Je voudrais vous partager un coup de coeur, je ne sais plus par quel enchantement ce livre est arrivé dans mes mains.
Même les pêcheurs ont le mal de mer, le titre est déjà beau comme une invitation, comme un chagrin posé sur le sable.
Je me suis alors rappelé que j'étais entré dans l'univers de son auteure, Diane Peylin, il y a un peu plus d'un an, en lisant son cinquième roman, La grande roue, qui m'avait beaucoup touché, sur le thème de la maltraitance conjugale...
Ici c'est un roman familial. Un récit choral, trois personnages masculins s'invitent, font entendre leurs voix, le grand-père Rafa, le père Valente et le fils Salvi.
Décidément, le couple, la famille, ce sont souvent de magnifiques territoires d'inspiration.
C'est un retour sur l'île, un retour vers l'enfance, à cause d'un événement.
Un bateau à quai, ce n'est rien d'autre qu'un bateau qui part ou qui arrive.
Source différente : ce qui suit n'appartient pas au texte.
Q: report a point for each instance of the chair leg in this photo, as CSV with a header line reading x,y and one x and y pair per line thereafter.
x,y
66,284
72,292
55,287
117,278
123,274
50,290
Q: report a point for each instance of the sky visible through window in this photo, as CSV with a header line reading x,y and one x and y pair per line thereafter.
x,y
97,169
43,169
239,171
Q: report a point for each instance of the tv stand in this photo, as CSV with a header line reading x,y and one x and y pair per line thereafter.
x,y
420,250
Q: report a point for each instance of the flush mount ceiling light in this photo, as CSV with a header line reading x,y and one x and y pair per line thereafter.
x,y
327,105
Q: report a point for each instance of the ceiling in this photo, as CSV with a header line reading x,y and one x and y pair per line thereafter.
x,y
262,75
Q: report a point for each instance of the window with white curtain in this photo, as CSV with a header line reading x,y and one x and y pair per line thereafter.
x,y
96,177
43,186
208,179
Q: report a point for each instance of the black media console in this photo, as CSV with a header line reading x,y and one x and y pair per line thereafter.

On ne saura pas le nom de cette île, on devine simplement ses rivages méditerranéens.
Chez les Orozco, on est pêcheur de père en fils depuis trois générations. Mais voilà Salvi le fils en a décidé autrement. La mer, pêcher, ça ne l'intéresse pas. Il a quitté l'île voilà quelques années. Il travaille sur le continent, dans l'informatique ; le soir, il mène une vie d'artiste. Il monte sur scène, revêt un nez rouge, il est un autre, totalement autre. Ou peut-être simplement plus vrai que celui qu'il tente de taire au fond de lui, au quotidien. Celui qu'il pense avoir laissé sur cette île là-bas il y a quelques années...
C'est aussi une famille où les pêcheurs ont le mal de mer, où les femmes ne dépassent pas la quarantaine, comme si c'était une fatalité, une malédiction presque...
J'aime ici ces personnages qui tanguent, ce n'est peut-être pas toujours à cause du mal de mer, il y a aussi le mal de vie, plus terrible, un coeur estropié qui tangue et voit le paysage chavirer autour de lui, les autres, les siens... Mais quand le paysage chavire, est-ce vraiment le paysage ? N'est-ce pas plutôt autre chose ?
Ici, les hommes de cette famille ne sourient pas, se taisent presque à jamais.
Ils se font mal à eux-mêmes, sans s'en rendre compte, et aux femmes de leurs vies aussi.
C'est une vie où les mensonges finissent par prendre beaucoup de place.
D'où vient cette destinée qui pèse sur le sang de cette lignée ?
Certes, il y a l'honneur d'une famille, mais cela ne suffit pas à expliquer, justifier l'absence de tendresse.
Ces hommes finissent par tenter de poser des mots sur leur silence et c'est l'une des originalités de ce livre. Ce sont des hommes un peu en déshérence qui s'interdisent toute émotion et transmettent cela, c'est cela le pire, ces non-dits, cette retenue, mais ils deviennent alors des enfants couverts de cicatrices lorsqu'ils se confient au lecteur, regrettant de ne pas avoir été serré au moins une fois dans les bras d'un père...
D'où vient alors cet étrange besoin de consolation ?
Ce sont des hommes qui font semblant de vivre.
Dans une écriture poétique, Diane Peylin dit avec beaucoup de sensibilité et de justesse l'invisible qui se terre dans les zones sombres de nos abîmes.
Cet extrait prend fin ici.